One area I want to execute exceptionally well is email. For customers not using Microsoft 365, Exchange Online, or Google Workspace, email remains critical. My goal is to provide robust inbound spam filtering, along with sensible outbound protections. This includes rate-limiting mail volume across multiple time windows (per minute, hour, day, week, and month), combined with outbound message analysis to mitigate abuse while preserving legitimate use.
In addition to standard hosting, I intend to offer managed instances for customers with higher operational needs, as well as WordPress-optimized plans and dedicated SQL servers for workloads that exceed typical shared or semi-shared environments. These offerings would be complemented by priority support.
Overall, the target market is the mid-range: not the low-cost budget segment, and not the ultra-high-touch boutique end. The focus is on delivering a diverse, scalable platform with consistent quality and room to grow. I have been in this industry between 2004 and 2007 and had a decent customer base. I believe there is a market, if you can offer personable service.

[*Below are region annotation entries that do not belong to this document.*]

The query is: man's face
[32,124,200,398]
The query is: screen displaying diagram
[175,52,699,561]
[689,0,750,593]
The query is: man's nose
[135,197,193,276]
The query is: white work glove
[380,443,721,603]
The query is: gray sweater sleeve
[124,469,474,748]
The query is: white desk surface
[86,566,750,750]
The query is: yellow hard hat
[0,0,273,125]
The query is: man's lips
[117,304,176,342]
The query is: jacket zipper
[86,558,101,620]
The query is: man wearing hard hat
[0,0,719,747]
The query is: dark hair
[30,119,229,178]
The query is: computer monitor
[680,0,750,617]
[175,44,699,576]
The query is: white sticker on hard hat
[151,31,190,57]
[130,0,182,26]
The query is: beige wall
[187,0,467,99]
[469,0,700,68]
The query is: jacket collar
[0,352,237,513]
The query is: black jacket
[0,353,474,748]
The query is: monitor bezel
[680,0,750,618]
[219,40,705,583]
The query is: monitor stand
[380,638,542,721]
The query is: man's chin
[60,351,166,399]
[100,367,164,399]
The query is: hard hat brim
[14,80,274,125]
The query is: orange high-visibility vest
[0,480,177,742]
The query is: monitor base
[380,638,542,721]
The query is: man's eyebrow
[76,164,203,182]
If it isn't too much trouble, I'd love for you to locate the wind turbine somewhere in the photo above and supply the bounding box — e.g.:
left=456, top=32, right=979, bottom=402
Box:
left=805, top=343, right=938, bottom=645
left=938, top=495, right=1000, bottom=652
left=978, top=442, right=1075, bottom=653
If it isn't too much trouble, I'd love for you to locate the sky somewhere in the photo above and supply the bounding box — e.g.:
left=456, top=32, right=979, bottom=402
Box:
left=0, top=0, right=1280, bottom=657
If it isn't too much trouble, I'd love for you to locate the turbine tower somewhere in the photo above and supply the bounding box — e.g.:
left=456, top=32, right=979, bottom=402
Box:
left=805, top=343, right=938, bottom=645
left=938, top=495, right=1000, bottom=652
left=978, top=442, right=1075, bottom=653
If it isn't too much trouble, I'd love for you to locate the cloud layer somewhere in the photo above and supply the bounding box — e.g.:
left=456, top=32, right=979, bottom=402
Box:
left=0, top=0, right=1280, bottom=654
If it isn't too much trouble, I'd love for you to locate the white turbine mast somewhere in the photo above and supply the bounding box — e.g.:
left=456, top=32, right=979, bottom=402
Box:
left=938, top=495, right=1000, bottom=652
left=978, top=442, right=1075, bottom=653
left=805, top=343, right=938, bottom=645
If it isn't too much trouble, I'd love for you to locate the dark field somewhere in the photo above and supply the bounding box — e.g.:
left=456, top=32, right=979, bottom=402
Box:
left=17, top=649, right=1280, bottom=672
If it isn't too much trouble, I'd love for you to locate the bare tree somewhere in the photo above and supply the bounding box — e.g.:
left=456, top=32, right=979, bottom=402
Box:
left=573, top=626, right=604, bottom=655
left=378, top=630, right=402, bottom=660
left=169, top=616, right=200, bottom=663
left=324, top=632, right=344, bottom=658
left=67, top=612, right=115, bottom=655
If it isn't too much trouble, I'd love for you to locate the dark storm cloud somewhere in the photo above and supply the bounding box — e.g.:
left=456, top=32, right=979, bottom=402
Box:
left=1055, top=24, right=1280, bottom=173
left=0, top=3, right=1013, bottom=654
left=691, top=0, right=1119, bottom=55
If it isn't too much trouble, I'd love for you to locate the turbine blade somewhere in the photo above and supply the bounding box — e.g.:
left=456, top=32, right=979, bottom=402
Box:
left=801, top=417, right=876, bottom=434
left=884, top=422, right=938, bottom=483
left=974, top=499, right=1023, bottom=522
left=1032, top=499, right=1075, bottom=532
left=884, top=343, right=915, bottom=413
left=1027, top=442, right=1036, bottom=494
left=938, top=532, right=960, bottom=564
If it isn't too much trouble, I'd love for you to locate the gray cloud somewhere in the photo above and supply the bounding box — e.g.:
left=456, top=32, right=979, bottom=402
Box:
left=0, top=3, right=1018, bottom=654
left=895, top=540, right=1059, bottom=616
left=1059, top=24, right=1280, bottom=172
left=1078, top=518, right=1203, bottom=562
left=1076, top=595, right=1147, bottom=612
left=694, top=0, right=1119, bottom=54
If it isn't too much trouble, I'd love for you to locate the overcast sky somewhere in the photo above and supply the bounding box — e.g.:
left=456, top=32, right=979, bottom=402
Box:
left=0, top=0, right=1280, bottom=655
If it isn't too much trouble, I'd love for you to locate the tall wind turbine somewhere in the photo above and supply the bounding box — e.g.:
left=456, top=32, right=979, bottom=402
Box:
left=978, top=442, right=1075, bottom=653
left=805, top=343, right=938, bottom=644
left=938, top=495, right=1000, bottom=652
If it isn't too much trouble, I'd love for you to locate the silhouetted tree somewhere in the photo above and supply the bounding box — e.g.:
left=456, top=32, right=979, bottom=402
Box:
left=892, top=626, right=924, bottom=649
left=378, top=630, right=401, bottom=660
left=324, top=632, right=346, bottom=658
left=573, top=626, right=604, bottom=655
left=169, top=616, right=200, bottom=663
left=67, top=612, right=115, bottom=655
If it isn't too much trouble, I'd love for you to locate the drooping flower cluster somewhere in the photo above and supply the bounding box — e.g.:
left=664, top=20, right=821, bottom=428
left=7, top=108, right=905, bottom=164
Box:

I want to also develop the VPS offering, but before making it available, I need to really get the experience, and maybe team up with some good folks. I am not sure about the stack for VPS, I am considering VirtFusion and SolusVM at the moment.
TPU's still require dram
Its okay, lets not discuss this but rather which company you are gonna build your shared hosting upon and one of my other comments.
Thanks!
Oh, I forgot a detail. I will start with Switzerland, with a private facility that has a PUE of 1.1 and is not your typical Equinix or Digital Realty. I will also provide a BGP mesh that is optimized for national connectivity to the major eyeballs, as well as the right international connectivity, and quality peerings. That part already exist.
TuxCare is not enough. The Linux kernel has a serious issue with security bugs not being marked as security bugs such that backports only manage to get a fraction of the fixes necessary. The farther back the code has to be backported, the worse it gets. Same with livepatch, btw.
This is why gkh always tells everyone to run kernels directly from upstream.
Just to be clear, I wasn’t expecting someone to take the CentOS part seriously with an OS EOL since June 2024.
I work in infosec and you would not believe the kind of shit I've seen. I've even had people tell me that there is nothing at all wrong with them exposing systems with ancient 2.6-era kernels to the internet because "there are no CVEs coming out for them and all the published ones have fixes backported!". So I wouldn't be too surprised if someone said they are sticking with CentOS 7.